A group of twenty young men decide they want to be soldiers. They vary in age and life-experience but the one thing they have in common is that none has ever fired a gun or faced an enemy.
But these are keen young men. They find each other on the internet and form a self-help group, promising each other to understand their dreams and to be kind in pointing at each other’s faults.
Of course, since none of the participants actually knows how to strip a rifle, or how to fire a gun from cover, they make rather bad soldiers. In their first engagement they all die.
A group of twenty or so men and women decide they want to be writers. They vary in age and life-experience but the one thing they have in common is that none has ever been seriously taught creative writing, or written extensively or submitted, or been published.
But these are keen young aspiring writers.
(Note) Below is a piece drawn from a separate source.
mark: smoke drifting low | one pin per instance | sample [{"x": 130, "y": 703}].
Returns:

They find each other on the internet and form a self-help group, promising each other to understand their respective dreams and to be kind in pointing at each other’s faults.
Of course, since none of the participants actually knows how to strip down a story, or how to write well, how to edit, they make rather bad writers. In their first engagement with reality they fail miserably.
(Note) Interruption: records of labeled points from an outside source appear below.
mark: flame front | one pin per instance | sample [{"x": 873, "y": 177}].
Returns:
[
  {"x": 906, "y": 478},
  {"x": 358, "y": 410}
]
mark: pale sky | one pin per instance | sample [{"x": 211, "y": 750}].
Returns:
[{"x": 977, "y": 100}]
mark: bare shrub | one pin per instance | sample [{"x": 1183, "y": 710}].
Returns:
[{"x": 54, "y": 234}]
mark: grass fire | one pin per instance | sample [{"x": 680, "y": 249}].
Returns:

Another twenty aspiring soldiers enlist and find themselves drilling, going on runs, doing callisthenics. “Why?” they cry out. They just want to have guns and go shoot the bad guys. Their hard-bitten Sergeant tells them they are not ready. They are not fit. They are not tough. They are not trained in self-defence or military craft. They need months, probably years to become ordinary soldiers, and then, if they work and work at their craft as green new members of their units, one day they might actually be good soldiers. They might survive long enough to be tough old soldiers like their sergeant. One day they might teach a new batch of kids.
But why should we believe you, they wonder? What makes you special, Sergeant?
Well, I was like you once. I was naïve, stupid, green and untrained. An old war-horse of a sergeant taught me first how to stay alive, second how to protect my comrades, third how to get better and maximise my chances in combat.
And he points to his medals (if his presence isn’t enough) and the recruits read of his exploits. They know he has been under fire and survived. He shows them that he can strip a rifle in fifteen seconds, put it together in another fifteen. He shows them he can knock down the biggest man in the group without breaking sweat.
If beginning writers work solely with other beginning writers, they have no mentors, no experience to call on. If a more forceful or more outspoken beginner makes a statement of “fact” in error the less forceful and more easily-led might well accept that fact and cement the error. Since one of the stronger voices says this, and others in the group concur, bad habits become routine and widespread.
Beginning writers seeking out other beginning writers is at best naïve, at worse, stupidity.
Why, then, does it happen?
It happens because few of these wannabee writers are prepared to face the simple truths about any craft. It takes a sustained effort over an extended period of time, hours and hours of practice, practice, practice for weeks, months, even years to even start to become a writer.
Why not, instead, “hang” with a load of people who will say nice things about me and my work (in return for me saying nice things about them and their work.) Not only that but the more active among us can set up little magazines with editorial standards that almost match our abilities. We can all “be published”.
Our internet groups can grow and we will, of course, be the founder-members, the old-guard, the inner-circle. We will be the leaders of this, in principle, same-old self-help group, just bigger and more glossy (and probably with its own in-house internet magazine publishing the older hands.)